François Ozon es a todas luces un tipo interesante. Soy un poco retorcido, declara en un reportaje de The Guardian, sabrá él porque lo dice, aunque su obra lo es, también, un poco. A Ozon le gusta jugar con la forma, difuminar los límites de realidad y ficción (o sea lo que en la ficción pasa por realidad y esa otra ficción que es la ficción de la realidad de la ficción, perdón, la culpa de este aparente galimatías es de la ficción, porque dentro de ella todo es ficción), trasponer las fronteras entre lo teatral y lo cinematográfico, maridar la literatura y el cine, o hacer malabares con lo metalingüístico, lo metaficcional, lo metacinematográfico, (todo lo cual parece muy metafísico de tan profundo y que no es más que denunciar cada tanto que estamos en una película y jugar con eso, como cuando Mel Brooks hace chocar la cámara contra el vidrio de una ventana, o hace concluir el monólogo de un actor con “y seguro que con esto me gano el Óscar al mejor actor de reparto”, o le hace creer al personaje que otra vez padece la dramática banda de sonido de la película cuando en realidad se trata de un colectivo que pasa lleno de músicos que ensayan una partitura plena de “suspenso”, cosas así son lo “meta”, aunque no tan divertidas cuando los autores son unos pelmazos que se creen que inventaron la pólvora cuando solo tiran cuetes.) Ozon por suerte no es tan creído y no olvida el precepto, que en los setenta atosigados de tanta teoría de autor estuvo por perderse y que recuperó en apariencia para siempre la postmodernidad, mala en muchas cosas y no en esto, que no es nada más ni nada menos que “hacé lo que se te ocurra, pero nunca olvides que estás contando un cuento”. A lo que voy es que Ozon hace todos sus jueguitos sin olvidarse de que hay un público que quiere ser tenido en cuenta, de allí que sus films, aunque de “autor” se estrenan y muchos hasta son un éxito.

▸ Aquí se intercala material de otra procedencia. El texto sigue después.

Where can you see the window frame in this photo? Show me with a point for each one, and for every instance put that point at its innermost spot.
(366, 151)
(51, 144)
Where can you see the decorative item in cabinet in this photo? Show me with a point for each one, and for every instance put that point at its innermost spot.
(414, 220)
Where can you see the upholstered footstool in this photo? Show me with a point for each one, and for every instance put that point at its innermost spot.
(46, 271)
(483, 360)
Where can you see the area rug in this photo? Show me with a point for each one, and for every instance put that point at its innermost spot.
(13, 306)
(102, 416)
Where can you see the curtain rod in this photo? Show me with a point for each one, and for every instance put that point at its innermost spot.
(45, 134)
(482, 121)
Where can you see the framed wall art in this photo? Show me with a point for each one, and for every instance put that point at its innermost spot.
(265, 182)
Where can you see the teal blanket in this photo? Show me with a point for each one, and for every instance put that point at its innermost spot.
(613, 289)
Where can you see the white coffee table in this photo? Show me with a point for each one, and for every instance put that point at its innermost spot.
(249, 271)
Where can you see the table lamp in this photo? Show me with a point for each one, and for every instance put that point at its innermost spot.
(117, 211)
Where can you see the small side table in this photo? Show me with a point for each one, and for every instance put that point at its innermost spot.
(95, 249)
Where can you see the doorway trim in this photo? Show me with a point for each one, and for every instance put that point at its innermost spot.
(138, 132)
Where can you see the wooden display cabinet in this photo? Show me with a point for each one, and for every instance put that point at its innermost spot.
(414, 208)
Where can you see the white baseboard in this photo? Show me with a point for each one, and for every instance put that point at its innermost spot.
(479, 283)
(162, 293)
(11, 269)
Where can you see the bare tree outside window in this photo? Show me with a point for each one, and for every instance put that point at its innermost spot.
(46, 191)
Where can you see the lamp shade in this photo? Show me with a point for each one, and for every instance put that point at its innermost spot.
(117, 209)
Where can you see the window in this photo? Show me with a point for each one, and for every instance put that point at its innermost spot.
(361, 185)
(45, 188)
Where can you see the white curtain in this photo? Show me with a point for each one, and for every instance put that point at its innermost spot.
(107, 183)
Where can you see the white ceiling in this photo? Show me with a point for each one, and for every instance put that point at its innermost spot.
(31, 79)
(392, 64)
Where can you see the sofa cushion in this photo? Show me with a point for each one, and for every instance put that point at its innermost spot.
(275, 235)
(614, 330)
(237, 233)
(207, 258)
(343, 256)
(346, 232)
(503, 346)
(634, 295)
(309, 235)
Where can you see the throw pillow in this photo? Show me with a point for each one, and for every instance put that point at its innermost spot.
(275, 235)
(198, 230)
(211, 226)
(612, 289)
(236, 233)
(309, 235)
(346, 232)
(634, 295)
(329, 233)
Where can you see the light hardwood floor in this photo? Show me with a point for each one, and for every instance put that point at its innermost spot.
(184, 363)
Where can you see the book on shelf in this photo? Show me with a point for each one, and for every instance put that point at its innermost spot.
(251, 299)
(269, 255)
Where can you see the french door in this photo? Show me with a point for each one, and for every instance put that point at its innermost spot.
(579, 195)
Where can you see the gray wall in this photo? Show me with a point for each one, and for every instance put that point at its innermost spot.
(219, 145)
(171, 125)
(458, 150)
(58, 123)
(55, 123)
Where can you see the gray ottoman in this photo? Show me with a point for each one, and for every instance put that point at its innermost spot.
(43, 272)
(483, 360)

En la casa es hasta la fecha su película más ambiciosa y asimismo la más lograda. Se basa libremente (libérrimamente dicen los que conocen la pieza) en la obra teatral del español Juan Mayorga, El chico de la última fila. En el film, Germain (Fabrice Luchini), un profesor de lengua y literatura cincuentón, desencantado de la profesión (mal universal si los hay) lee un día una composición que se distingue por un par de cosas: describe a la madre de un compañerito cuya casa se visita por primera vez con “tiene el olor de la burguesa de clase media” y termina con un enigmático “continuará”.   Claude (Erns Umhauer) el alumno que la firma parece tener pasta de escritor. Sí, pero también…


En la casa es tanto una comedia negra, un drama psicológico, el relato de un tutor y su pupilo, un cuento de advertencia contra un intruso, como un replanteo de los límites de la ficción (en este caso la literatura) o un juicio al realismo y sus variantes e incluso un homenaje a Hitchcock. Entre otras cosas. Pero ante todo y por sobre todo es una película seductora que atrapa. Uno puede ir en grupo y discutir después en un café durante horas sus entresijos o se puede ir solo, despreocuparse de las intelectualidades y pasarla bien igual, porque como dijimos antes a Ozon le preocupa más contar el cuento con justeza.


Completan el elenco la siempre perfecta Kristin Scott-Thomas como la esposa del profesor; Bastien Ughetto como Rafa, el compañerito de la casa en cuestión, Denis Ménochet es su padre y la sensual Emmanuelle Seignier es la madre, la mentada “burguesa de clase media”. El joven Erns Umhauer deslumbra en el coprotagónico y Fabrice Luchini ratifica su autoridad histriónica. Curiosamente, por obra del azar, a pesar de las pocas películas francesas que llegan últimamente a nuestros cines, Fabrice Luchini se está transformando en una cara frecuente, lo vimos como el esposo de Catherine Deneuve en Potiche-las mujeres al poder y como el protagonista de Las mujeres del sexto piso en la que acompañaba a la querida Carmen Maura.


François Ozon (Gotas que caen sobre rocas calientes, 2000,  Bajo la arena, 2000, 8 mujeres, 2002, La piscina, 2003, Tiempo de vivir, 2005, Ricky, 2009, El refugio, 2009, Potiche-las mujeres al poder, 2010) confirma que se pueden tener veleidades de autor sin perder ningún anillo por ser popular.